Liebevoll hielt sie meine Hand in der ihrigen und drückte sie zärtlich.

»Sobald sich Ihnen eine bessere Stellung bietet, können Sie sie ja sogleich annehmen. Ich will Ihnen ganz gewiß nicht im Wege stehen, und daß Sie über kurz oder lang etwas finden werden, steht außer Frage. Bis dahin aber ist Ihre Heimat hier.«

Dabei legte sie die Arme um meinen Hals und küßte mich auf beide Wangen.
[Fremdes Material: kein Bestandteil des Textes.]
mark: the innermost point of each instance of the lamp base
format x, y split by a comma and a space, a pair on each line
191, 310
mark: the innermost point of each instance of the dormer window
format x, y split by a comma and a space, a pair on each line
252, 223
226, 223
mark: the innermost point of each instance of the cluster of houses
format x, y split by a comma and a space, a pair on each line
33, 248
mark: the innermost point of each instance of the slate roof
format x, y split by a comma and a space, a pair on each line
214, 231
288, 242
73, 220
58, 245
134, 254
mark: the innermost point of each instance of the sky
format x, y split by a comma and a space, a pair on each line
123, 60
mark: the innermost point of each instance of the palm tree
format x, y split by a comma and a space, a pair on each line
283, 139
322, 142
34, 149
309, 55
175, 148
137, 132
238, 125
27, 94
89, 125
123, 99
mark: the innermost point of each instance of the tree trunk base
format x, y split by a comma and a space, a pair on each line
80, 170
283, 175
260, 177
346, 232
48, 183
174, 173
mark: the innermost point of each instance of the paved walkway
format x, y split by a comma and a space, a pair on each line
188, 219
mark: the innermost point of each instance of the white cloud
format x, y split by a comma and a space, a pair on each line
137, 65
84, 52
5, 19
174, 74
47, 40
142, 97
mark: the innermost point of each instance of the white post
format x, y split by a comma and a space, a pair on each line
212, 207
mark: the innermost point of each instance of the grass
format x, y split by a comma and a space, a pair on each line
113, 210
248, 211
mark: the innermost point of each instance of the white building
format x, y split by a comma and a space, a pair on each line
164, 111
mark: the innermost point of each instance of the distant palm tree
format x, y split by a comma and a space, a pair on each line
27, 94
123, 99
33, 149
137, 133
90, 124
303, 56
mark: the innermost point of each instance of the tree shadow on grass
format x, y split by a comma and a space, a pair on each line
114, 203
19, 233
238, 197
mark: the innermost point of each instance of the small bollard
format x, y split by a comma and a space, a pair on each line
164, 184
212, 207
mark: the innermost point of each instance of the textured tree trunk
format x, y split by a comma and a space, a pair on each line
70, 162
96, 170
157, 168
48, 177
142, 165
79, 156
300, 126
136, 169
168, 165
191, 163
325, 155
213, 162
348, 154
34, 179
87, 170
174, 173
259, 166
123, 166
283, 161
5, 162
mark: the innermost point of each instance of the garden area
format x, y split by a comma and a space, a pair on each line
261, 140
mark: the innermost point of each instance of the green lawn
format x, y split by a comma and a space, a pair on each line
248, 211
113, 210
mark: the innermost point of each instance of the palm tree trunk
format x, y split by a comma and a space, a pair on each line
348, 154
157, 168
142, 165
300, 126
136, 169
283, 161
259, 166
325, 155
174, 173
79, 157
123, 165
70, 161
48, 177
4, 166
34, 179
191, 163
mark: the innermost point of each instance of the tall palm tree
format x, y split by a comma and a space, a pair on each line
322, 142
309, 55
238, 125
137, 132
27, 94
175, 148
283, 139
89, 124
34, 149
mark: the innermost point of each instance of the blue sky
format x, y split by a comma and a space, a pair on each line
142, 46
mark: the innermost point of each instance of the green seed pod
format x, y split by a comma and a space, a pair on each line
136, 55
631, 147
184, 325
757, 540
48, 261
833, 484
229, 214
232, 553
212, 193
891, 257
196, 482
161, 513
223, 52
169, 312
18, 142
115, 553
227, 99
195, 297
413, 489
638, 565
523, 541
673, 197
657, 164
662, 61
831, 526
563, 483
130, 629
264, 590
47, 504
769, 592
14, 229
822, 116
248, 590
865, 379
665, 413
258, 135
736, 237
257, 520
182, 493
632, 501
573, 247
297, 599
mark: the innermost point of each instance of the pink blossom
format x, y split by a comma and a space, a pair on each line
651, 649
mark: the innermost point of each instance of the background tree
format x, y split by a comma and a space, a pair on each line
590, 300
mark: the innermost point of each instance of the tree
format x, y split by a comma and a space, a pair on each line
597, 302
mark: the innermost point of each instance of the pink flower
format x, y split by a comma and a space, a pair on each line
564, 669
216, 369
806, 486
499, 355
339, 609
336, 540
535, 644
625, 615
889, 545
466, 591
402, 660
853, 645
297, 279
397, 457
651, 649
»Wie gut sind Sie, Frau Rosario! Wie soll ich Ihnen danken?«

»Ich habe Sie in mein Herz geschlossen, mein liebes Kind, gleich vom ersten Augenblick an. Betrachten Sie mich von jetzt an als Ihre Mutter.«

»Ach, ich habe meine Mutter ja nie gekannt!«

»Nun, dann als Ihre Tante.«

Was meine Tante, die schlanke, vornehme Aristokratin, wohl zu dieser schwarzen, unförmlichen Stellvertreterin gesagt haben würde? So wenig schön indes Frau Rosarios Äußeres auch sein mochte, ihr Herz, worin sie mir ein Plätzchen eingeräumt hatte, war es jedenfalls.

»Nun also, die Sache ist abgemacht. Lily wird sich freuen, denn sie braucht die Zeit für ihr Studium, und wir andern haben auch nichts dagegen, wenn sie vorzeitig ihr Amt niederlegt, denn ihr Geiz wird immer unerträglicher; wir fürchten uns alle vor ihr,« fügte sie gut gelaunt hinzu.